Roh yang sama itu juga yang membuat Maria mengungkapkan pujian yang
dibacakan hari ini. Kidung itu mulai pada ay. 46 dengan pujian bagi Tuhan
yang turun untuk menyelamatkan. Ia membuat hidup ini berarti. Ia membuat
penderitaan bermakna. Kemudian dalam ay. 48 terungkap pengakuan bahwa Tuhan
menyayangi orang-orang yang kecil sehingga mereka menjadi besar di mata
orang. Tak perlu kita tafsirkan ini sebagai teologi pembalikan nasib orang
miskin jadi kaya dan orang kaya jadi melarat.
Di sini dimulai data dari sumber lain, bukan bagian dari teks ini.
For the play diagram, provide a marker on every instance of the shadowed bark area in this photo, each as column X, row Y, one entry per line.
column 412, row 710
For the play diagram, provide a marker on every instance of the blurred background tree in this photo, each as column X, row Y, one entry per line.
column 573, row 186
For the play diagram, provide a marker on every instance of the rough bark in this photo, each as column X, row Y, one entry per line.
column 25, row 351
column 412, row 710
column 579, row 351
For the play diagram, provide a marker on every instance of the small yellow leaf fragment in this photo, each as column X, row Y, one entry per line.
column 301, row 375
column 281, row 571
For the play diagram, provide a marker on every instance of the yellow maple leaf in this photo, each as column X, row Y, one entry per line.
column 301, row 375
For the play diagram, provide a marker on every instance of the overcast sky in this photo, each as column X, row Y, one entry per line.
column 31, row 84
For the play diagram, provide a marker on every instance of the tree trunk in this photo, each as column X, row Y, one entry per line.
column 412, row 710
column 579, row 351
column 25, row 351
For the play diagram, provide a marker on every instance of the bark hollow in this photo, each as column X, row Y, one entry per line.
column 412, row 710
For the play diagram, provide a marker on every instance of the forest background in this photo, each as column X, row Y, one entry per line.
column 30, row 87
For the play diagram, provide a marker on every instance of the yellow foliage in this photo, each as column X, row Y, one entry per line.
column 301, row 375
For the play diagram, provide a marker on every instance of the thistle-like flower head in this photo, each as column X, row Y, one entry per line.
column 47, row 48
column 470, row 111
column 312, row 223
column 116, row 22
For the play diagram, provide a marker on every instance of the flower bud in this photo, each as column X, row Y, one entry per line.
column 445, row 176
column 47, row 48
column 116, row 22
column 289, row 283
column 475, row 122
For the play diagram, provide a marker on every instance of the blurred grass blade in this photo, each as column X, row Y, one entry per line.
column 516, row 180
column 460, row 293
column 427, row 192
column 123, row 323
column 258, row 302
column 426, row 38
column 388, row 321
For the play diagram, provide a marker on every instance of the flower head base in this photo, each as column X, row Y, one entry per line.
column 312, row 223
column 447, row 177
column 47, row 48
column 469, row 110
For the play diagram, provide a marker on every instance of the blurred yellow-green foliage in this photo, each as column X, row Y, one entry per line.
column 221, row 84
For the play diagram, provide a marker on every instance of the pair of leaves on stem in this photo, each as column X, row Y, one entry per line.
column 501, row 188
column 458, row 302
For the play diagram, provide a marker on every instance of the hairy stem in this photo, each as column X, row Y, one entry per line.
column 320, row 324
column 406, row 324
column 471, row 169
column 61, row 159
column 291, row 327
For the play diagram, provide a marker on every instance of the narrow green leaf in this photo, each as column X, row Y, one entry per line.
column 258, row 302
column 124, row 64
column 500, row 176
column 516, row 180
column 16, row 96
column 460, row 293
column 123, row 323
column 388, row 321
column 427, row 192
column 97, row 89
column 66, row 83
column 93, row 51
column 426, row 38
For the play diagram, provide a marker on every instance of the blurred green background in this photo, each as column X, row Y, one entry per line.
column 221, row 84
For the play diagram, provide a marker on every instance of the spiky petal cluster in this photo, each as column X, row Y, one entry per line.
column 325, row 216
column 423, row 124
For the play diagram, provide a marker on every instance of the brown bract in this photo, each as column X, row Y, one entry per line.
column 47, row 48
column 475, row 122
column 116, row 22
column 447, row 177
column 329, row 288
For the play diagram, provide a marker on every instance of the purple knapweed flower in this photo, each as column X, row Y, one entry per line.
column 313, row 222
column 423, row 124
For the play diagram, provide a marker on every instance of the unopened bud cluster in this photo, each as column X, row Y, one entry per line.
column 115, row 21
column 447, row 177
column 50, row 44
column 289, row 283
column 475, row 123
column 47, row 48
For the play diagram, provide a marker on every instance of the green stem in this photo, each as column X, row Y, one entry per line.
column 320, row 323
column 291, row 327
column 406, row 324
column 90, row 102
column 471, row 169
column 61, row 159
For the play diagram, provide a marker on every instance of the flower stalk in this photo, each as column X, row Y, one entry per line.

Ayat itu mewartakan kebesaran
Tuhan yang tidak takut berdekatan dengan orang kecil, bukan karena tindakan
ini romantik, ideal, melainkan karena orang kecil itu dapat memberinya
naungan dan mengurangi kesepiannya! Orang sederhana biasanya ingat Tuhan dan
itu cukup membuatNya menemukan kembali secercah kegembiraan yang telah
hilang dari surga dulu. Ini teologi sehari-hari.
Ayat-ayat selanjutnya, yakni 49-55, berupa pembacaan kembali sejarah
terjadinya umat Israel. Ditekankan tindakan-tindakan hebat Tuhan yang
membela orang-orang yang dikasihiNya di hadapan pihak-pihak yang mau
menindas mereka. Puji-pujian yang terungkap dalam Magnificat ini senada
dengan ungkapan kegembiraan dan kepercayaan akan perlindungan ilahi seperti
terdapat dalam Kidung Hana dalam 1Sam 2:1-10.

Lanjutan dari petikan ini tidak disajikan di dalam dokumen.